Die Stärke des Sammelbandes wird man darin sehen dürfen, dass die Einzelstudien methodisch, quellenmäßig und thematisch verschieden angelegte Aspekte beleuchten und durchweg transregionale oder transkulturelle Fragestellungen haben. Allerdings machen die Beiträge nicht deutlich, ob es sich bei den im Buchtitel genannten östlichen Gebieten der Adelsrepublik um eine eigene historische Großregion, oder, wie die Herausgeber eingangs postulieren, eine „Kommunikationsregion“ handelt; vielmehr legen einige der vorgetragenen Beobachtungen nahe, dass Austausch- und Einflussvorgänge mit Polen wie mit dem orthodox-ostslavischen Kernraum wesentlich waren und bei der Konturierung des Kommunikationsraums mitgedacht werden müssen.

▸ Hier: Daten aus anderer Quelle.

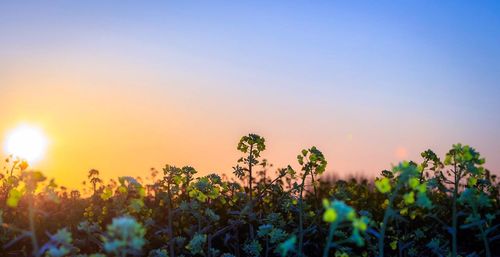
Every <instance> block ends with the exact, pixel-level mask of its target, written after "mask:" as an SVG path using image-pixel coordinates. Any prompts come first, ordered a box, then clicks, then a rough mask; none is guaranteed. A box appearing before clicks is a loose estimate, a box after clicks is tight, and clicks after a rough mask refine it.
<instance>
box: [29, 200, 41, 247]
mask: <svg viewBox="0 0 500 257" xmlns="http://www.w3.org/2000/svg"><path fill="white" fill-rule="evenodd" d="M33 201H34V199H33V195H30V200H29V206H28V216H29V222H30V232H31V233H30V237H31V244H32V245H33V255H34V256H40V254H39V252H38V251H39V247H38V240H37V238H36V229H35V207H34V203H33Z"/></svg>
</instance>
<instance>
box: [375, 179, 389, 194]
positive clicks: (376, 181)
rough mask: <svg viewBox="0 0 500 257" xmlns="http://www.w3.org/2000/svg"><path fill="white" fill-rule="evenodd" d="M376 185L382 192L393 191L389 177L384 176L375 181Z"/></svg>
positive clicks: (375, 183) (382, 192) (378, 190)
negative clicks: (390, 182)
mask: <svg viewBox="0 0 500 257" xmlns="http://www.w3.org/2000/svg"><path fill="white" fill-rule="evenodd" d="M375 187H376V188H377V189H378V191H379V192H380V193H382V194H385V193H388V192H389V191H391V183H390V181H389V179H388V178H383V179H379V180H377V181H375Z"/></svg>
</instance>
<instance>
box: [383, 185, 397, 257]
mask: <svg viewBox="0 0 500 257" xmlns="http://www.w3.org/2000/svg"><path fill="white" fill-rule="evenodd" d="M399 188H400V183H399V181H398V184H397V185H396V189H394V191H393V192H392V194H391V197H389V204H388V205H387V209H386V210H385V213H384V219H383V221H382V228H381V229H380V235H379V238H378V256H379V257H384V246H385V245H384V240H385V231H386V229H387V223H388V222H389V219H390V217H391V215H392V211H393V210H392V203H393V202H394V199H396V195H397V192H398V191H399Z"/></svg>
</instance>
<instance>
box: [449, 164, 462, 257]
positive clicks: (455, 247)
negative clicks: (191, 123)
mask: <svg viewBox="0 0 500 257" xmlns="http://www.w3.org/2000/svg"><path fill="white" fill-rule="evenodd" d="M453 158H454V168H453V169H454V170H453V174H454V176H455V180H454V188H453V199H452V221H451V222H452V224H451V226H452V228H453V230H452V232H453V233H452V234H451V240H452V247H451V256H453V257H457V253H458V249H457V248H458V246H457V234H458V228H457V226H458V215H457V197H458V185H459V179H460V176H459V174H458V172H459V171H458V170H457V161H456V160H455V155H453Z"/></svg>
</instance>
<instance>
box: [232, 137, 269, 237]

Die Benutzbarkeit des Bandes hätte durch ein Personen- und Ortsnamensregister oder zumindest eine Ortsnamenskonkordanz gewonnen.

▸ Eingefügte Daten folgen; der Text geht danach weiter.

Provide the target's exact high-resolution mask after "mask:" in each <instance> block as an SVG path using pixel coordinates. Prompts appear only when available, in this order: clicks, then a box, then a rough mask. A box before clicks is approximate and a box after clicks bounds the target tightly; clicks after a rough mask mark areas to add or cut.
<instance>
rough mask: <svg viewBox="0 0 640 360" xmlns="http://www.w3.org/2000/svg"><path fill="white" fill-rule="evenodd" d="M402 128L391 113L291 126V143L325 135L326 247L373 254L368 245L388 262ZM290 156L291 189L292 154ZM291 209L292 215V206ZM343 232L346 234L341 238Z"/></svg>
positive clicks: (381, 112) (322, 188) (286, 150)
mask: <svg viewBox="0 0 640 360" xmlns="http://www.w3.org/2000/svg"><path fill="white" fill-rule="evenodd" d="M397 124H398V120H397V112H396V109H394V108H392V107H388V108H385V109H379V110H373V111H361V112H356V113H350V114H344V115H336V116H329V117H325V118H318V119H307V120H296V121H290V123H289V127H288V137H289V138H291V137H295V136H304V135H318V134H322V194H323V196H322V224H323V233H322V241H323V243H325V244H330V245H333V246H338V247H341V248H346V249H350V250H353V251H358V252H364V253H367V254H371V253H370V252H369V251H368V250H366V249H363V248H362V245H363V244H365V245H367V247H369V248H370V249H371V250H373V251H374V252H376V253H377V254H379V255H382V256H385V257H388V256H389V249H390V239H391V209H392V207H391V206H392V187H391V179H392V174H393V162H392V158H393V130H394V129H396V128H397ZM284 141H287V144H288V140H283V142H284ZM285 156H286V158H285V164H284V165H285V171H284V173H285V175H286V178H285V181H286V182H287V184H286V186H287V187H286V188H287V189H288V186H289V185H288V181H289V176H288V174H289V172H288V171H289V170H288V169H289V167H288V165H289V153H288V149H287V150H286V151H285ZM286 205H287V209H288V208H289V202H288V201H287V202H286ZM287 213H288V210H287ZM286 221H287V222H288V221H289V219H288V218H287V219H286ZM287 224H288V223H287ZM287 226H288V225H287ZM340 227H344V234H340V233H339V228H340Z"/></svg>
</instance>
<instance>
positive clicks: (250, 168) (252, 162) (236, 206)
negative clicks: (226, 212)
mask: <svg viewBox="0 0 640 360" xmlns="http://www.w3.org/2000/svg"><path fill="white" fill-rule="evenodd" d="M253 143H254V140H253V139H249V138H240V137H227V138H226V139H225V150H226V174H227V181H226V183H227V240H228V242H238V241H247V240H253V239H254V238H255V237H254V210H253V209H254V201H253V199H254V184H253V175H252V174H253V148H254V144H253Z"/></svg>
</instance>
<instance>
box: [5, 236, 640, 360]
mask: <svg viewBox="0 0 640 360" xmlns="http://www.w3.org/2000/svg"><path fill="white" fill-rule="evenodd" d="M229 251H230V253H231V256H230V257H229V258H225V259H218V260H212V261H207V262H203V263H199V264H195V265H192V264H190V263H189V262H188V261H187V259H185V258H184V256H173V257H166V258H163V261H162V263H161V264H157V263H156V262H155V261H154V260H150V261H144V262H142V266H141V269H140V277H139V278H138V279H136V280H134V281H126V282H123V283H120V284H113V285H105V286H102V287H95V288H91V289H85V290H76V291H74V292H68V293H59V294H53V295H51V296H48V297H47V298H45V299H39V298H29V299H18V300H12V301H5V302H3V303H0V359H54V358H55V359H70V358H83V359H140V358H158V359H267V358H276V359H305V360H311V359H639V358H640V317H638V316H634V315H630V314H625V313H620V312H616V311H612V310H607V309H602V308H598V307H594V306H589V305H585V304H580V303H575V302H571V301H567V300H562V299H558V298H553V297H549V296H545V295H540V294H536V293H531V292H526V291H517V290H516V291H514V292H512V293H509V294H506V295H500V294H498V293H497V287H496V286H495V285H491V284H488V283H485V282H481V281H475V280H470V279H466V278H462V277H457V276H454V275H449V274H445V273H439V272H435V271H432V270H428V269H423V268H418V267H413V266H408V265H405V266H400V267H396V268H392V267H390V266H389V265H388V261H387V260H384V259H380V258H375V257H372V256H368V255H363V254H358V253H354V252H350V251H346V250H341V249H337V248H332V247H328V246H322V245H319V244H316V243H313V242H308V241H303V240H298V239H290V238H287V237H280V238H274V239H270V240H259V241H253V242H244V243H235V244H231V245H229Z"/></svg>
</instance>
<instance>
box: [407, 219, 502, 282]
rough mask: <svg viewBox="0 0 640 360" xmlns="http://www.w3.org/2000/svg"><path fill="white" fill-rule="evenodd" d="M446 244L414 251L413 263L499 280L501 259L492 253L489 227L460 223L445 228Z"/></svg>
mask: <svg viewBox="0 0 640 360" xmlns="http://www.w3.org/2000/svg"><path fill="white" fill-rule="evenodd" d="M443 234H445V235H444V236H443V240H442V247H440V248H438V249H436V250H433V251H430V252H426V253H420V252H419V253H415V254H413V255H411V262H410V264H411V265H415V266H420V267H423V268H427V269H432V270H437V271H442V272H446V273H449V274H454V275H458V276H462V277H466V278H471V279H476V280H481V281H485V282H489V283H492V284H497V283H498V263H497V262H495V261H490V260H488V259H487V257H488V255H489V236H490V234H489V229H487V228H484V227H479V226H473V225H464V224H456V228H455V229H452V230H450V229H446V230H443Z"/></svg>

Norbert Kersken, Marburg/Lahn

Zitierweise: Norbert Kersken über: Stefan Rohdewald, David Frick, Stefan Wiederkehr (Hrsg.) Litauen und Ruthenien. Studien zu einer transkulturellen Kommunikationsregion (15.–18. Jahrhundert) – Lithuania and Ruthenia. Studies of a Transcultural Communication Zone (15th–18th Centuries). Harrassowitz Verlag Wiesbaden 2007. = Forschungen zur osteuropäischen Geschichte, 71. ISBN: 978-3-447-05605-2, in: Jahrbücher für Geschichte Osteuropas. Neue Folge, 58 (2010) H. 4, S. 603–605: http://www.dokumente.ios-regensburg.de/JGO/Rez/Kersken_Rohdewald_Litauen_und_Ruthenien.html (Datum des Seitenbesuchs)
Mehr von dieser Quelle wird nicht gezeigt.